Mon, 2011-03-28 16:03

We can banish the primeval fear of being stuck in a lift thanks to the amazing way the Otis Elevator Company’s lifts coped with the Japan earthquake. We will look at investor sentiment in quoted elevator manufactures including United Technologies (NYSE:UTX), Kone (HEL:KNEBV), Yungtay Engineering (TPE:1507), Monte Ascensori (BIT:MSA). Coinciding with the launch of the iPad 2 we also look at companies whose semi-conductor wafer products have been delayed because of the earthquake, to see if investors are nervous about their near-term prospects, namely Shin Etsu Chemical (TYO:4063) and MEMC Electronics (NYSE:WFR).

In an age of opposites (Smartphones are very smart but are not so good at being telephones; and banks have been accused of not lending) it is good to know that virtually no one was stuck in a lift despite the worst earthquake on record.

United Technologies is the proud owner of Otis, which can boast that the inbuilt seismic detector safety system did its job. Bloomberg’s Business Week magazine tells us that, on detection of early tremors, 16,700 lifts automatically took themselves to the ground floor to release their passengers and then took themselves out of action until Otis engineers gave the all-clear.

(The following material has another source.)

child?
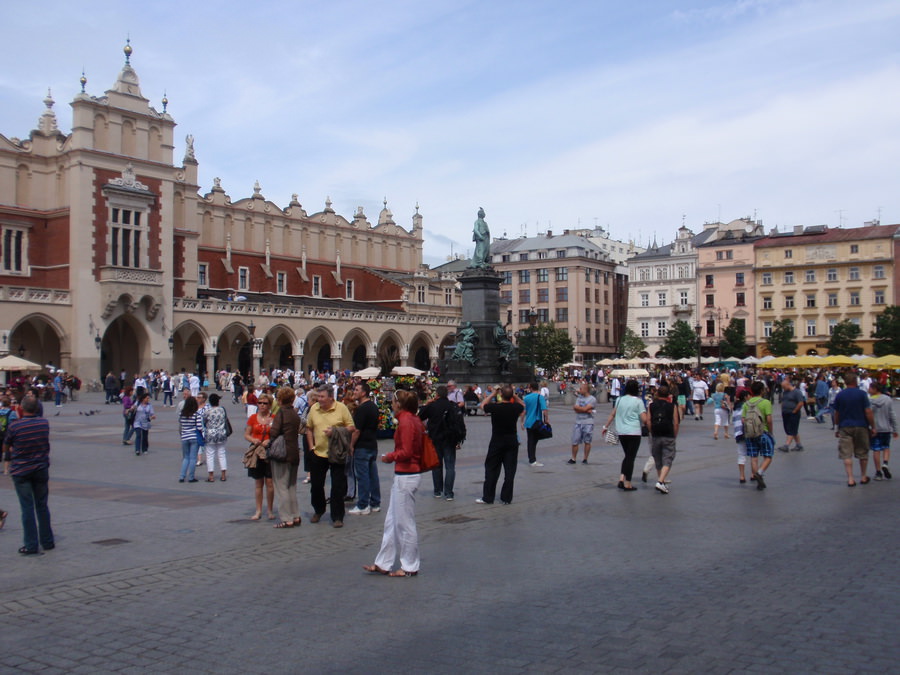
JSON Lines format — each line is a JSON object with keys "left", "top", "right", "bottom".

All but 300 were restarted within days. It is no surprise to see short interest at an annual low in United Technologies. Yet, ownership of institutional funds who lend remains below where it was pre-credit crisis, at 22% of total shares. It should be pointed out that Otis is only one of the company’s businesses.

The company dominating the European lift scene is Finland’s Kone. Its shares have increased by 300% since December 2008 and we see very low short interest. The increasingly generous dividends have led to greater dividend enhancement trading. Just recently, Kone announced a share buy-back.

Taiwan’s Yungtay Engineering is another major player in managing the “flow of people.” Ownership from international funds who lend quadrupled in the past two years and demand to borrow is very low.

Italy’s local lift specialist is Monti Ascensori and it is too small to feature heavily when it comes to monitoring investor sentiment via securities lending information. That said, the shares are sliding downwards and it was once heavily borrowed in mid 2008.

It is somewhat unfair to single out two companies given the vast number of firms affected in some way by the earthquake but, IHS iSuppli (which tracks all aspects of the consumer electronics manufacturing process) has singled out Shin Etsu Chemical and MEMC Electronics. They note that “the Japanese earthquake has resulted in the suspension of one-quarter of the global production of silicon wafers used to make semiconductors.” Shin Etsu saw a build in the demand to borrow ahead of the disaster. This continued to rise, although short interest remains below 2% of total shares outstanding on loan. Funds who lend this company remain bullish, however, owning 17% of total shares, which is a 12 month high. The situation is similar for US listed MEMC Electronics with marginally rising short interest at 4% of total shares, but strongly rising institutional ownership to 33% of the company.